Prüfung des Unternehmens
Prüfung des Schiffes und des Unternehmens vor Unterzeichnung des Vertrags: Schritt-für-Schritt-Anleitung
Wofür dieser Artikel gedacht ist
Jeder Seemann ist mindestens einmal in der Situation, schnell eine Entscheidung über einen neuen Vertrag treffen zu müssen. Wie kann man sicherstellen, dass das Stellenangebot echt ist, das Schiff existiert und sich in gutem Zustand befindet und das Unternehmen keine Probleme mit Zahlungen hat? In diesem Artikel betrachten wir praxisnahe Möglichkeiten der Prüfung über offene Quellen (OSINT), die Ihnen helfen werden:
- Die Existenz und den technischen Zustand des Schiffes zu bestätigen
- Den tatsächlichen Standort und die Route des potenziellen Arbeitsortes zu ermitteln
- Den Ruf des Schiffseigners und die Geschichte von Problemen mit der Besatzung zu prüfen
- Betrügerische Angebote erkennen, bevor Sie Zeit und Geld verlieren
Grundlegende Methoden zur Erkennung betrügerischer Angebote die wir im vorherigen Artikel behandelt haben. Heute geht es um konkrete Werkzeuge, die Teil der verpflichtenden Vorbereitung vor der Unterzeichnung eines jeden maritimen Vertrags sein sollten — auch wenn das Angebot von einem bekannten Unternehmen stammt.
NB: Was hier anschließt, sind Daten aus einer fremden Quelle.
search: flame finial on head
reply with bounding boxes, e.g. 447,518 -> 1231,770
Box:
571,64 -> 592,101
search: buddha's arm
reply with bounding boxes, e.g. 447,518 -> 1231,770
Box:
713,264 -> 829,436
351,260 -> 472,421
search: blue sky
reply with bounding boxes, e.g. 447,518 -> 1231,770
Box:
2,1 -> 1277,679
OSINT-Tools zur Überprüfung von Schiffen
Offene Datenquellen ermöglichen umfangreiche Informationen über das Schiff zu erhalten, die dabei helfen, Unstimmigkeiten im Arbeitsangebot zu erkennen:
1. Schiffsverfolgungssysteme (AIS)
MarineTraffic und VesselFinder verwenden Daten des Automatischen Identifikationssystems (AIS), das zeigt:
- Der aktuelle Standort des Schiffes
- Route und Zielhafen
- Geschwindigkeit und Kurs
- Schifftyp und seine wichtigsten Merkmale
Wie man es zur Überprüfung verwendet:
- Geben Sie den Schiffsnamen oder die IMO-Nummer ein
- Überprüfen Sie, wo sich das Schiff derzeit befindet
- Vergleichen Sie diese Informationen mit den Daten im Arbeitsangebot
Beispielsweise, wenn Ihnen angeboten wird, sofort zu einem Schiff zu fliegen, das laut AIS sich in einer Langzeitreparatur im Dock befindet — das ist ein klares Anzeichen für Betrug.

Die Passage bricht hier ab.